Luxury outwear retailer, Canada Goose Holdings Inc’s net loss widened in Q1, FY26 despite the brand reporting a 22.4 per cent Y-o-Y increase in total revenue, reaching CA$107.8 million.
The company's direct-to-consumer (DTC) revenue increased by 23.8 per cent to CA$78.1 million. This growth was primarily fueled by a 14.8 per cent rise in comparable sales and the positive impact of newer store openings. Canada Goose has been actively expanding its retail footprint, including converting two temporary locations into permanent ones, bringing its total permanent store count to 76.
The company’s wholesale revenue also rose by 11.9 per cent to CA$17.9 million. Other revenue streams, which include Friends & Family events, experienced a substantial growth of 31.1 per cent to CA$11.8 million, further contributing to the overall top-line growth. The company's gross profit rose 25.9 per cent to CA$66.2 million, with the gross margin improving to 61.4 pe cent. This margin improvement was partly attributed to higher-margin output from Canada Goose's European knitwear facility.

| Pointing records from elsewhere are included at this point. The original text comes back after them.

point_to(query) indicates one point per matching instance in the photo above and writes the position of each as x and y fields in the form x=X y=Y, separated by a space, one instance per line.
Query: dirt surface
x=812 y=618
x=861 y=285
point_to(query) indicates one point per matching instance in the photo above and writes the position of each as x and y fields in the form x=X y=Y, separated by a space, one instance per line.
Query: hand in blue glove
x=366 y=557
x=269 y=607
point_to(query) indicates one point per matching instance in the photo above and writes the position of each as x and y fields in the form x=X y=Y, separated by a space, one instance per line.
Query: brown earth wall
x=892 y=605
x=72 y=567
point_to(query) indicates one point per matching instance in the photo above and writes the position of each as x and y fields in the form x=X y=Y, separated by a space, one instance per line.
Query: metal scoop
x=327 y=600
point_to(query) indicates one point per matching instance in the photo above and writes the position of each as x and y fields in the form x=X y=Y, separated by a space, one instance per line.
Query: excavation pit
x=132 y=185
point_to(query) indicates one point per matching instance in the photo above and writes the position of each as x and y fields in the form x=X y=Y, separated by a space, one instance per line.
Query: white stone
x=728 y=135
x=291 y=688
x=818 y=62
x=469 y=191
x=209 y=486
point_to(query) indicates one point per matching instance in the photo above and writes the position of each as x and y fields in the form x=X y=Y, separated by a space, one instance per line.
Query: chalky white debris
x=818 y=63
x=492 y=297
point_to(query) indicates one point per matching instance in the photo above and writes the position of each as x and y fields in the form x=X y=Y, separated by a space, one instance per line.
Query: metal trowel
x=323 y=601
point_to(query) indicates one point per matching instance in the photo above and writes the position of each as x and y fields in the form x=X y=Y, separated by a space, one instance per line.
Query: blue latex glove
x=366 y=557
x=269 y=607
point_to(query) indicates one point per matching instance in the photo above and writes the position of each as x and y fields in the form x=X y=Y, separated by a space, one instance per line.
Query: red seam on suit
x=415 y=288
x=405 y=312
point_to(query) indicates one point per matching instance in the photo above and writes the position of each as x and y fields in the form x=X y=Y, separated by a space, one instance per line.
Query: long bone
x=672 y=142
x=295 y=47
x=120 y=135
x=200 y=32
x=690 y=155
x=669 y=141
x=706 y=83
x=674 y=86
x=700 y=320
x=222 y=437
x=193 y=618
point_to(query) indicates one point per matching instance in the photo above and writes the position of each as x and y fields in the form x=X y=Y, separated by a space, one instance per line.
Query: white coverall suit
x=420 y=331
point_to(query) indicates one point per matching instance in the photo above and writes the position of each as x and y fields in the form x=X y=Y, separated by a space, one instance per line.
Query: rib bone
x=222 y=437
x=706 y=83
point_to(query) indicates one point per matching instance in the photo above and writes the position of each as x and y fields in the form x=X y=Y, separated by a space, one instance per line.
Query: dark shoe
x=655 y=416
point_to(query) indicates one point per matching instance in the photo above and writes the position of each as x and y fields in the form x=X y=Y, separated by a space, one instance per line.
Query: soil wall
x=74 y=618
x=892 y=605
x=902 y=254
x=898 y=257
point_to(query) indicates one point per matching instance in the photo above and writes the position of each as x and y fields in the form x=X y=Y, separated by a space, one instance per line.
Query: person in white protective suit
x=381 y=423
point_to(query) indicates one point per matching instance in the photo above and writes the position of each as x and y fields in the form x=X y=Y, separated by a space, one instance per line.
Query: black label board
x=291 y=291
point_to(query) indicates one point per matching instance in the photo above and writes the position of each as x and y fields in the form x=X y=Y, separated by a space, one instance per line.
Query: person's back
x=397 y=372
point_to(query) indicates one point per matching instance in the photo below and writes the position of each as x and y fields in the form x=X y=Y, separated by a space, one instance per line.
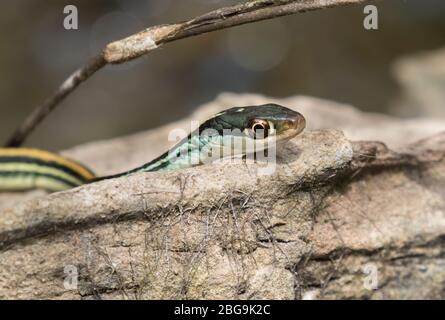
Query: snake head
x=253 y=128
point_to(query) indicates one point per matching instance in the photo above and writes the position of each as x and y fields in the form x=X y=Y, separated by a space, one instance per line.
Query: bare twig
x=150 y=39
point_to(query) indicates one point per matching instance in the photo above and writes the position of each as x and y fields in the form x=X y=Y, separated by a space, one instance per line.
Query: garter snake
x=234 y=132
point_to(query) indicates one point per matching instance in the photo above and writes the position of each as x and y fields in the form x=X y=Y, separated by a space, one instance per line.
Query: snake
x=234 y=132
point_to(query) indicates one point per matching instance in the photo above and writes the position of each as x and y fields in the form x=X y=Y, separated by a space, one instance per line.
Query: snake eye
x=258 y=128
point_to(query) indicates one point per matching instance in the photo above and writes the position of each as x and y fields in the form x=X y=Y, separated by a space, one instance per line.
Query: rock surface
x=335 y=219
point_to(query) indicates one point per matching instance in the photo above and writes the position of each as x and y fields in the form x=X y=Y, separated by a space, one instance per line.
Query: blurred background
x=398 y=69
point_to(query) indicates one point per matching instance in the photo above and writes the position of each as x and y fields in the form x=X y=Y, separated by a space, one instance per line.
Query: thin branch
x=152 y=38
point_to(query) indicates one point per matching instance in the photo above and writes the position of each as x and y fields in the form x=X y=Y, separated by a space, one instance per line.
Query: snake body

However, these positive revenue and gross profit figures were overshadowed by a widening net loss. The company’s net loss attributable to shareholders reached CA125.2 million, , a significant increase from CA77.4million, in the same quarter last year. The operating loss also expanded to CA158.7million.
Beyond the financials, Canada Goose made several strategic moves, including the launch of its Spring-Summer 2025 collection and the second Snow Goose capsule. The brand also introduced a revamped store concept in Amsterdam and reported notable progress on its sustainability goals, achieving a 9 per cent reduction in Scope 1 and a 25 per cent reduction in Scope 3 emissions.
Dani Reiss, Chairman and CEO, Canada Goose, affirms, the brand is off to a strong start withn DTC performance growth. The brand is executing everything with precision, from bold storytelling to smarter retail moves, he adds.